Lance Powell, who teaches environmental chemistry and advanced-placement environmental science at Menlo-Atherton High School, has won a Presidential Innovation Award for Environmental Education.
Mr. Powell, who said his environmental science class teaches chemistry "through the lens of the environment," was among 27 teachers and 44 students recognized at a White House ceremony July 17.
He aims to makes chemistry relevant for students by relating lessons to the everyday world. Every point in a class is consciously related to real life, he said in an interview.
The award recognizes a teacher's "innovative, hands-on, experiential approaches" to teaching students about the environment, according to an announcement by the U.S. Environmental Protection Agency. The EPA notes in particular Mr. Powell's use of the outdoors as a means of spreading environmental literacy.
During his 10 years teaching at M-A, Mr.
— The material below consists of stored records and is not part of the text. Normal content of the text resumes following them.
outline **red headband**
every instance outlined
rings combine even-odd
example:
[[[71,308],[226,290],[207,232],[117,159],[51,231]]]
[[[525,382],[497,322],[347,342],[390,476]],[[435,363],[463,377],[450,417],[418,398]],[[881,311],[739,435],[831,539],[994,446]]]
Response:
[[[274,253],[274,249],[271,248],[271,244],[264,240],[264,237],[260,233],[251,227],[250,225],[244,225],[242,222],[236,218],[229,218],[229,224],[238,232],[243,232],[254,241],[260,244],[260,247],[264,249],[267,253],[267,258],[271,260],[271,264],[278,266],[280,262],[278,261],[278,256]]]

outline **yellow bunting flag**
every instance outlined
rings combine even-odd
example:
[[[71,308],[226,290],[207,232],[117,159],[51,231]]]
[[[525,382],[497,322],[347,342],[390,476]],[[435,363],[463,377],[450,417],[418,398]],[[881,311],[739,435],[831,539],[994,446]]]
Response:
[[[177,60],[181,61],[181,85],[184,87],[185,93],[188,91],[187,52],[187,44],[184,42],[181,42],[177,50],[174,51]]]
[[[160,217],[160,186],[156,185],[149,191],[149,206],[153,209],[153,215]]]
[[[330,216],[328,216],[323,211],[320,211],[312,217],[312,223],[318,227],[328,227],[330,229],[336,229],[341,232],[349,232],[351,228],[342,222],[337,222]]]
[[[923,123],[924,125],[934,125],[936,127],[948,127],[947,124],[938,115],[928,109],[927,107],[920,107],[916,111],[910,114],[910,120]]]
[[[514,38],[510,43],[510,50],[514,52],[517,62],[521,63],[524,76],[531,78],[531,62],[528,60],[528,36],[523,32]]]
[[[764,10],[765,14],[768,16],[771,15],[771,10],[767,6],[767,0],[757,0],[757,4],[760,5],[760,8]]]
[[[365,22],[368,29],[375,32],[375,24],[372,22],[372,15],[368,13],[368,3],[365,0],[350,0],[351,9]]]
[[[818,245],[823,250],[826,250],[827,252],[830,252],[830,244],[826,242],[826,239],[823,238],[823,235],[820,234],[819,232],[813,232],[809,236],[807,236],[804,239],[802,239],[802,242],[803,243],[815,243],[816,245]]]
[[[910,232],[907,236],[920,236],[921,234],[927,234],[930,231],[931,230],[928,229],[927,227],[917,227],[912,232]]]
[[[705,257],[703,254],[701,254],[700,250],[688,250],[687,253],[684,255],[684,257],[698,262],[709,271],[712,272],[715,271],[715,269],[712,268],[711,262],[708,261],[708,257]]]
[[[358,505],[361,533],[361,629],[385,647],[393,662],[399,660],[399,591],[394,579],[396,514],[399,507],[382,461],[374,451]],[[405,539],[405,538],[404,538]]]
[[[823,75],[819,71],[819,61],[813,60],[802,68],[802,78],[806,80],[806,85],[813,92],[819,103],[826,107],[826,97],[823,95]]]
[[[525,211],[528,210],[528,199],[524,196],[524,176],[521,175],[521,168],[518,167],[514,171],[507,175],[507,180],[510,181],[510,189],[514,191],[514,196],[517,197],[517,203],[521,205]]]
Powell has led more than 200 field trips, including camping and backpacking trips and visits to creeks and wetlands, waste-water treatment facilities, recycling centers and a power plant, the EPA notes.
He regularly has students collect water from storm water drains -- when it rains -- for an analysis that includes detecting pollutants, determining whether they are within acceptable limits, and determining their sources and their environmental impacts.
With the award, he receives $2,500 for professional training, and M-A receives $2,500 to support its environmental education program.